The three compositions G5, H5 and I5 have the same formulation as specified in Example 1, based on EcoBlack CRX2000, which is carbon black with silica fixed on its surface, and the process for preparing these compositions is also described in Example 1. Same as used for Composition A1.

The results are shown in Table 5.

Composition SBR G5SBR-G H5T0589 I5NS116 Properties in the Unvulcanized State ML _{1 + 4} (100 °) 109 56 48 Characteristics in vulcanized state Log resistivity shore EM10EM100EM300EM300 / EM100 1056.83.581.712.981.74 7.8458.64.391.722.601.51 7.4859.84.471.702.491.46 Scott 20 ℃ Fr20 ℃ Ar% 22.6445 23.3535 20.8515 PH 60 ℃ 17.5 29.0 29.1 Kinetic Characteristics as Deformation Function _{AtG at23 ℃} G " _{max23 °} tan δ _{max23 °} 1.030.5260.266 2.470.09510.341 2.600.9770.364

With regard to the properties in the vulcanized state, it can be seen that only composition G5 based on SBR-C according to the present invention can obtain very low hysteresis and very low reinforcement properties.
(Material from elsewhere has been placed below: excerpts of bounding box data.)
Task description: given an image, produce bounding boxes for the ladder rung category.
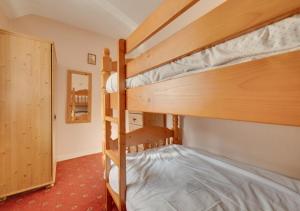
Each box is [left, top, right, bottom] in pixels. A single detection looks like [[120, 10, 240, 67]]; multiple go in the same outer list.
[[105, 149, 120, 166], [105, 116, 118, 123], [106, 183, 121, 210]]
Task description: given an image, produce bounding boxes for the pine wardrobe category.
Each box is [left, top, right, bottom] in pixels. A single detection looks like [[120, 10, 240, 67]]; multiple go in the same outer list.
[[0, 30, 56, 199]]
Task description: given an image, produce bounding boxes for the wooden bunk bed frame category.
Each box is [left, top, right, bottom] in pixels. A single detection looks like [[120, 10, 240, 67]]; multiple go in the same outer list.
[[101, 0, 300, 210]]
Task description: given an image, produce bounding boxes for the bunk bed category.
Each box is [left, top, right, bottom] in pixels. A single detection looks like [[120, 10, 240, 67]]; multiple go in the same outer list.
[[101, 0, 300, 210]]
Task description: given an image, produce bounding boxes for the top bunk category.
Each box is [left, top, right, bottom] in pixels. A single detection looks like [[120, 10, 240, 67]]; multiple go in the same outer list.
[[102, 0, 300, 126]]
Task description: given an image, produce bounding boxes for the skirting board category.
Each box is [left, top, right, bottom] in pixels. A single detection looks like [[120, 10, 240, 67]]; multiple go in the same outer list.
[[56, 149, 102, 161]]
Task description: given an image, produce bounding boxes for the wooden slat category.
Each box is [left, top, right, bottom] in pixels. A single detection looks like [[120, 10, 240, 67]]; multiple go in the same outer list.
[[172, 115, 182, 144], [118, 40, 126, 211], [127, 51, 300, 126], [127, 0, 300, 77], [105, 149, 120, 166], [126, 126, 173, 147], [106, 183, 121, 210], [127, 0, 199, 53]]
Therefore, when a specific functionalized polymer applied to carbon black is used in a polymer based on silica treated carbon black (in this case, ECOBLACK CRX2000), it is impossible to improve hysteresis characteristics and physical properties, and silica treatment as a reinforcing filler It seems impossible to improve the properties by displacing a polymer specifically functionalized for silica in a composition comprising the carbon black.

Claims (11)

At least one diene polymer, characterized in that the diene polymer is a functionalized diene polymer having a silanol function at the end of the chain, or a polysiloxane block having silanol ends, or a diene polymer modified along the chain by the silanol function; A vulcanized rubber composition comprising carbon black having silica fixed on its surface as a reinforcing filler. The polysiloxane block of claim 1 wherein the polysiloxane block is of the formula [-(SiR ₁ R ₂ O) _x -H], wherein R ₁ and R ₂ are the same or different and are alkyl groups of 1 to 8 carbon atoms, and x is 1 to It is an integer in the range of 1500) having a silanol end. The composition of claim 2 wherein R ₁ and R ₂ are alkyl groups having 1 to 5 carbon atoms, preferably methyl groups. The composition of claim 1 wherein the diene polymer is a butadiene-styrene copolymer or a butadiene-styrene-isoprene copolymer. The composition of claim 4 further comprising polybutadiene and / or butadiene-isoprene copolymer and / or natural rubber. The composition of claim 1, wherein the amount of silica present on the surface of the carbon black is 0.1 to 50% by weight. The composition of claim 6, wherein the amount of silica present on the surface of the carbon black is 0.3 to 30% by weight. The composition of claim 1 wherein carbon black having silica fixed to the surface is used in a blend with other reinforcing fillers. At least one diene polymer, characterized in that the diene polymer is a functionalized diene polymer having a silanol function at the end of the chain, or a polysiloxane block having silanol ends, or a diene polymer modified along the chain by the silanol function; A tire comprising a vulcanized rubber composition comprising carbon black having silica fixed to a surface as a reinforcing filler. 10. The tire of claim 9, wherein the rubber composition constitutes a tire tread. At least one diene polymer, characterized in that the diene polymer is a functionalized diene polymer having a silanol function at the end of the chain, or a polysiloxane block having silanol ends, or a diene polymer modified along the chain by the silanol function; A tire tread comprising a vulcanized rubber composition comprising carbon black having silica adhered to the surface as a reinforcing filler.